To better understand this article, you should first read [[Seafile data model]].
Each downloaded repo is bound to an ordinary local folder. Using Git's terminology, we call this local folder the "worktree".
A typical synchronization work flow consists of the following steps:
- Seafile client daemon detects changes in the worktree (via inotify etc).
- The daemon commits the changes to the
local
branch. - Download new changes from the
master
branch on the server (if any). - Merge the downloaded branch into
local
branch (also checkout changes to worktree). - Fast-forward upload
local
branch to server'smaster
branch.
Since the above work flow may be interrupted at any point by shutting down the program or computer, after reboot we lose all notifications from the OS. We need a reliable and efficient way to determine which files in the worktree has been changed (even after reboots).

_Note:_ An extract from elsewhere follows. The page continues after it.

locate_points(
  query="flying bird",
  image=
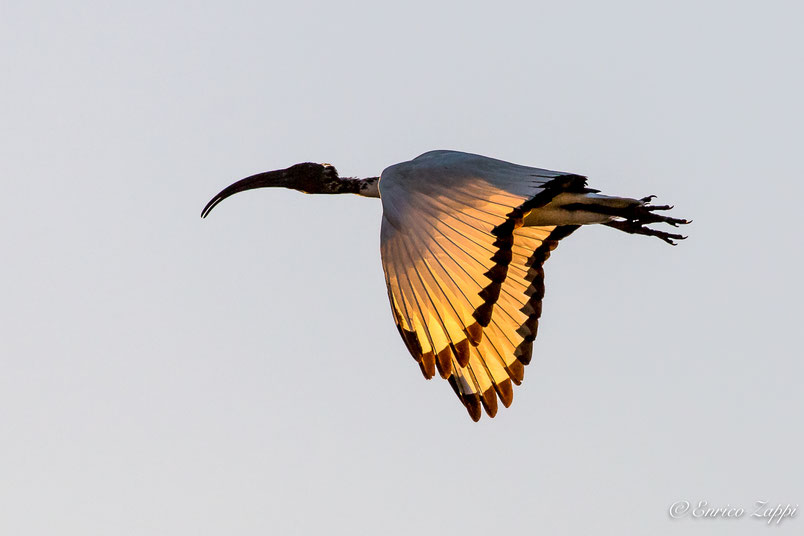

We use Git's index file to do this. It caches the timestamps of every file in the worktree when the last commit is generated. So we can easily and reliably detect changed files in the worktree since the latest commit by comparing timestamps.
Another notable case is what happens if two clients try to upload to the server
simultaneously. The commit procedure on the server ensures atomicity. So only
one client will update the master
branch successfully, while the other will
fail.
The failing client will restart the sync work flow later. It will first merge the changes from the succeeded client then upload again.
The most tricky part of the syncing algorithm is merging.
Git's merge algorithm doesn't work well enough for auto synchronization.
Firstly, if a merge is interrupted, git requires you to reset to the latest commit and merge again. It's not a problem for Git since it's a single command. But seafile runs as a daemon and may be kill at any time. The user may have changed some files in the worktree between the interruption and restart. Resetting the worktree will LOSE user's uncommitted data.
Secondly, Git's merge command will fail if it fails to update a file in the worktree. But on Windows, an opened Office document will be write-protected by the Office process. So the merge may fail in this case.
That's why programs use Git directly for auto-sync is not reliable.
Seafile implement its own merge algorithm based on the ideas from Git's merge algorithm.
It handles the first problem by "redoing" the merge carefully after restart. It handles the second problem by not starting merge until no file is write-protected in the worktree.
Seafile's merge algorithm also handles all the conflict cases handled by Git.